Jeremiah tapped his hoof along to the rhythm which sprung from the radio, he bobbed his head a little too, and in some places where he knew a word or two he’d try his hoof at singing. Cats menacingly prowled the streets that night but even their out-of-tune yowls and screeches were no match for the sheer tone-deaf manner with which Jeremiah squealed. The coot heard the protest of the outward-bound alley cats and ceased the radio transmission before he stopped his butchering of classical power ballads and line dancing ditties alike.
The lonely old soul searched his soul as he gazed at a framed photograph on to which cascaded a stream of saline tears, ruined beneath the tears was the last image of Jeremiah’s dear departed wife. Newly retired, the silver-backed stallion spent all of his days dwelling on his losses and his failings of which there were plenty to choose from. He regretted the day he let her from his sight, how she commuted to Canterlot at the same time as the changeling fiasco. He gazed closer into the very fabric of the image “the love of the prince and Cadence thwarted the shadow queen, but the love we had, we still have, could have banished her to the depths of Tartarus itself.”
He placed the photo back to where it had leaned for the last 5 years. He didn’t make use of the bed he had once shared, he feared it like her ghost still lingered betwixt the sheets, so he leaned his head back in the unruly hard wooden seat and blew out the candle which flickered on the side.
The Apple Household>
Braeburn Apple layered the streets with broken hearts; he was what some would refer to as a Lothario. He knew what to say to get mares into bed, he understood the minds of the creatures he lusted after so, he felt no remorse for the hearts that lay split, and he didn’t even write to them to tell them why. At the end of the torturous lane of scattered vital organs sat the proud Apple homestead. Into this stead sneaked the wily, self-assured, flatterer of the many. In through the house the stallion crept, each step practised to miss every squeaking board. Soon Braeburn happened upon the door to his bedroom proper and he twisted the knob. The rapscallion patted his hooves clean of another successful bedroom venture and pulled the sheets over his head whilst he slipped into bed.

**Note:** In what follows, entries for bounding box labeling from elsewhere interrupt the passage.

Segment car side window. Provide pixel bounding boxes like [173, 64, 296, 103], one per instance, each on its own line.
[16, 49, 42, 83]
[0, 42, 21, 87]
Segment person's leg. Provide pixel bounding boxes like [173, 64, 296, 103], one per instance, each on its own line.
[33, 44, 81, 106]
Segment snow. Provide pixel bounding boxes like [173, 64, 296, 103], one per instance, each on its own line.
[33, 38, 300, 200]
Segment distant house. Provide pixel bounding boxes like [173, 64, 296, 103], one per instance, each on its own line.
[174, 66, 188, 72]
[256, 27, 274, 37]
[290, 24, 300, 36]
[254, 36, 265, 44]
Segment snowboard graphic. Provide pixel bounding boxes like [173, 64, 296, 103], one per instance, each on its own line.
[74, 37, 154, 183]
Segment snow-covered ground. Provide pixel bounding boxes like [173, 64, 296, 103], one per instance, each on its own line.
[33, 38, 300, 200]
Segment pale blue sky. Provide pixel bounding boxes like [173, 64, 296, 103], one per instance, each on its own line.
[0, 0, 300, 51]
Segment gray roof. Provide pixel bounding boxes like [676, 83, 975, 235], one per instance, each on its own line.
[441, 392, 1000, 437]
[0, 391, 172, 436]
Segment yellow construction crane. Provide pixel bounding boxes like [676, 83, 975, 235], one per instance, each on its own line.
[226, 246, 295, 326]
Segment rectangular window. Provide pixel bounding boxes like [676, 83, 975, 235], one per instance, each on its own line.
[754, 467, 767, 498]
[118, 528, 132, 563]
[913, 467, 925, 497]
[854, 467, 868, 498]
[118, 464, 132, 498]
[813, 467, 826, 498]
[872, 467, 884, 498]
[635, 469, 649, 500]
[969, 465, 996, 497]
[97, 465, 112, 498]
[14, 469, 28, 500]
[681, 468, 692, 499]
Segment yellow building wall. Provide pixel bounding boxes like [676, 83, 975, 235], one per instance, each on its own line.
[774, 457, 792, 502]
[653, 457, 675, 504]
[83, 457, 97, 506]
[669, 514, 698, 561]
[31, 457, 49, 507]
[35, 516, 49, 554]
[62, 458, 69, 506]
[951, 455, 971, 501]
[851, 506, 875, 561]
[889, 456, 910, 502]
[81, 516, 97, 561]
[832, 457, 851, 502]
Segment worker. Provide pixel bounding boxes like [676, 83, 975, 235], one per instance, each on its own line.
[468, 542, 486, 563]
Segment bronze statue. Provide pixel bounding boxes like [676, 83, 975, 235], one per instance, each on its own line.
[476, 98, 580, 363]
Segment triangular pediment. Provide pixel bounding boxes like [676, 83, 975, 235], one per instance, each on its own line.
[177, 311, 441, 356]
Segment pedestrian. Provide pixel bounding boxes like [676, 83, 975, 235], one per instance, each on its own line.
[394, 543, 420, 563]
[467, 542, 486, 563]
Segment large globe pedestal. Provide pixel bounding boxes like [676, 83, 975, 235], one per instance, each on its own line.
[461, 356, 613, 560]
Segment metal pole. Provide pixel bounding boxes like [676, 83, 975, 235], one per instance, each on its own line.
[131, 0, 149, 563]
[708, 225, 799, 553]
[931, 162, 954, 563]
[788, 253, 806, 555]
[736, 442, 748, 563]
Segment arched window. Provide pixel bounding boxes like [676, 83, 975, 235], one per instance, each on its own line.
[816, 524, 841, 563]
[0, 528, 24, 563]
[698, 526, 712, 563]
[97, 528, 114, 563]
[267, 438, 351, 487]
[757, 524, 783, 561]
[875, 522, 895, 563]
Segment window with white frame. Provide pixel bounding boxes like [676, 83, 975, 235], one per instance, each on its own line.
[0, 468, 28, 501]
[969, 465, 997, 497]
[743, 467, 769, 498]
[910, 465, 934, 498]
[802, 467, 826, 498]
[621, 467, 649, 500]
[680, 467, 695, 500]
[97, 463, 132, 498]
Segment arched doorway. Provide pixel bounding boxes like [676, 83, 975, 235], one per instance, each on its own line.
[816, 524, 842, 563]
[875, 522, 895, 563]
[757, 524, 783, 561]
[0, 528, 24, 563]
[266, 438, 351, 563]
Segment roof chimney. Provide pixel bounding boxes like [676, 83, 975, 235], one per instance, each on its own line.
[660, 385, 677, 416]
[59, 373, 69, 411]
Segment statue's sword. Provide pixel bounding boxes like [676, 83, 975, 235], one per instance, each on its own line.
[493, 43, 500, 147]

Brae reminisced about the sheer volume with which his latest conquest came. He recalled his near inability to keep the salvo of saline sourness in his cheeks and he joyfully remembered the look on her overprotective father’s face. A priceless look, one that couldn’t fail to widen the smile of the steed as he let his heavy eyelids, gravid with the trials of the day, fall so that he could finally end his waiting for the bounty of dreams and the new dawn.
The Pear Household<
On the other hoof fretted a heart broken mare. Constance demanded of herself why a catch such as Brae had picked her above others and why he had then usurped her. She felt betrayed, mortified, unbalanced, peckish, nauseous, angry, and horny all at the same time. She then looked down into her fresh satin sheets to discover a contrasting stain of bloody scarlet right in the centre of it.
She rolled onto her side, vulnerable, and gripped tightly on to her pillow. She eventually left her wallow and set eyes on the washroom across the landing. This was a normal thing, something her mother had explained when it first occurred. She unsheathed a large cotton bung and inserted it thusly into herself. It was truly unpleasant feeling but it was an evil necessary, and a task she was by now well versed in. It still felt wrong to her, to haemorrhage blood at such a rate and not die, but her sweetheart of a mother assured her it was all parts and parcel of growing up and becoming a mare.